私は大学卒業後、信用金庫での勤務経験があり、FPの資格を持つファイナンシャルアドバイザーとして、多くの方のファイナンシャルプラニングに関わってきました。

そこで今回は、年金の受給額を調整しながら、老後資金不足を解消する方法について見ていきたいと思います。

年金の繰上げ・繰下げ受給制度はどう変わるのか

それでは、新たに改正された年金制度改正法について、年金の繰上げ・繰下げ受給がどう変わるのかについて見ていきたいと思います。

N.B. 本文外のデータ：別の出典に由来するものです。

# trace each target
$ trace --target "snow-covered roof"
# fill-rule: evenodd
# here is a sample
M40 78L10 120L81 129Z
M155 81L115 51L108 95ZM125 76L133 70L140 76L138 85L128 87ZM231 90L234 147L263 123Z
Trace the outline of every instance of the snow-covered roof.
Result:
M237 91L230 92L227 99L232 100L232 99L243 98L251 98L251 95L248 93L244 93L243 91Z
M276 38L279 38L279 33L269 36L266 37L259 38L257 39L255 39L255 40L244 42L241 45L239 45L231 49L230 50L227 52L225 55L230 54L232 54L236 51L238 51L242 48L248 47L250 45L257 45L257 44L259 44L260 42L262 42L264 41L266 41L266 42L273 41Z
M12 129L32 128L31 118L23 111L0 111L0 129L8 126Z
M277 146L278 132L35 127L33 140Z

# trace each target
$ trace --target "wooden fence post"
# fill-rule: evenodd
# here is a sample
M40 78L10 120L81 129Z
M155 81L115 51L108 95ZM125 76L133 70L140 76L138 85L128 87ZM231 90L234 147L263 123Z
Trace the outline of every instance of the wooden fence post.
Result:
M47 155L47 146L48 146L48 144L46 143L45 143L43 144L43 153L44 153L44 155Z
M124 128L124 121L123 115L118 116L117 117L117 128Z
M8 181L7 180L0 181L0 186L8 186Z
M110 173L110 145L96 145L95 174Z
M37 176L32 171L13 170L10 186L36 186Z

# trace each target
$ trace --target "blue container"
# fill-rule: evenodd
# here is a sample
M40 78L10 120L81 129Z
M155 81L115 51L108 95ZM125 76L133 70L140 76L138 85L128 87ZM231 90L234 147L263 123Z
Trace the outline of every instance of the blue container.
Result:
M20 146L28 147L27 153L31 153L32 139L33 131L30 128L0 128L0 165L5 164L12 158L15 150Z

公的年金は、通常ですと65歳から受給開始となりますが、受給開始年齢を遅らせることを年金の「繰下げ受給」と言います。

繰下げ受給をすると65歳以降、受給開始年齢を1歳繰り下げるごとに、0.7%ずつ毎月の年金支給額が増額します。

今回の改正では、年金の受給開始時期の上限が70歳から75歳に引き上げられます。

一方で、年金は65歳になるのを待たずに受給を開始することができます。これを年金の「繰上げ受給」と言います。

繰上げ受給をすると、繰上げた月数に0.5%を乗じた割合で年金受給額が減額されます。

今回の改正で、繰上げ減額率は令和4年4月1日以降、60歳に到達する人を対象として1月あたり0.4%に改正される予定です。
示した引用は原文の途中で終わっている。